Net Neutrality & Venice Project

Posted in IT, On the Intertron, Rant by Will on January 9, 2007.

Ars Technica put up an article last week about The Venice Project - a peer-to-peer Internet TV service/network/application, which is currently in Beta.  The article is a good read, and discusses how this technology could be the one that really forces the whole “Net Neutrality” aspect into the limelight for your average Joe-bob consumer.

Basically, the application of this type of service, could easily result in a typical TV watcher, pulling down about 25GB of data per month. This, when looked at from an ISP’s perspective, is potentially huge amounts of data. 

How can ISP’s handle these huge volumes of data? There’s two ways that are typically used by an ISP: Buying more network capacity (expensive) and/or throttling traffic that they see using too much capacity (cheaper).

There’s also a third option, which no major ISP is implementing on a large scale (for peer-to-peer services) - caching. 

Let me step back for a second. Firstly, head over to Wikipedia, for a quick rundown of how Bittorrent downloads and shares files.  Done that? Good.  Typically a Bittorrent client pays absolutely no attention to where another peer is - all that it cares about, is that the peer has the piece of file that it is looking for, and is capable and willing to send it. Beyond that, well, it doesn’t care. 

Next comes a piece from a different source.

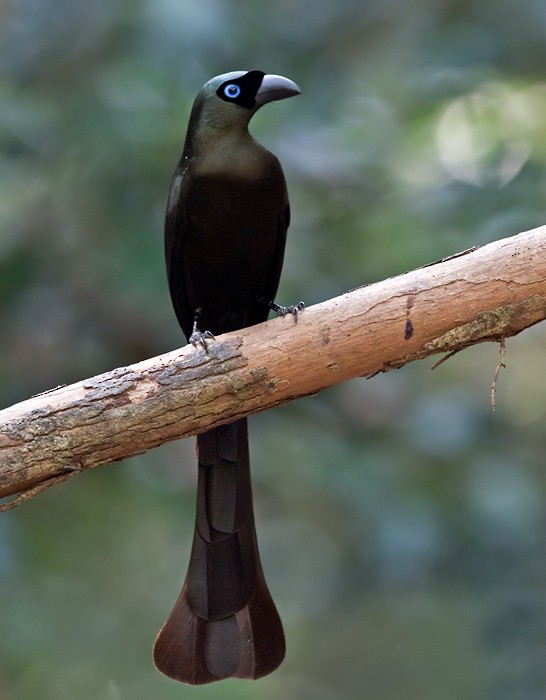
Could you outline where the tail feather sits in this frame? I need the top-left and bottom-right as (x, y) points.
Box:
(153, 418), (285, 684)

All (or at least most) of the popular Bittorrent clients support Cache Discovery Protocol. In essence, this allows ISP’s to set up dedicated servers, which save the content of that Torrent, and allow other users on their network to fetch it from within the ISP’s Network. Internal network capacity is typically cheaper to provide than

There’s already one commercial product by Cachelogic called “VelociX(tm)” - though this seems to only be aimed at specifically targeted content, rather than any torrent. 

Depending upon the specific network topology that an ISP uses, it may be possible to deploy relatively cheap off-the-shelf hardware to regional centres, to cache this traffic at an exchange or regional centre basis. Even for an ISP which just deployed this technology “near” their Internet Gateway, this could save significant network capacity.

The end result being that ISP’s save money (real money), and users get their files faster.  Expand this out to a project like The Venice Project, and it can result in a significant cost savings for ISP’s. I honestly can’t see a down-side to it.

Just for kicks - lets run a few numbers.
Say you spend $2m per month in Internet connectivity for your ISP, and Bittorrent traffic takes up 25% of that network capacity (Reports from some Australian ISP’s are that it can be up to 75% in some cases). Spending $200k to deploy/support/maintain several CDP servers, over 24 months (assumed lifecycle of 2 years) comes to about $8300/month.  
If that saves you even only one quarter of that total Bittorrent traffic, that comes to $125k reduction(25% of 25% of $2m) in network costs per month, or a total “cost avoidance” of over $115k per month.   OK, so you might still be paying for that network capacity which is now idle - but if it lowers the network consumption, it delays the need for network upgrades further down the line.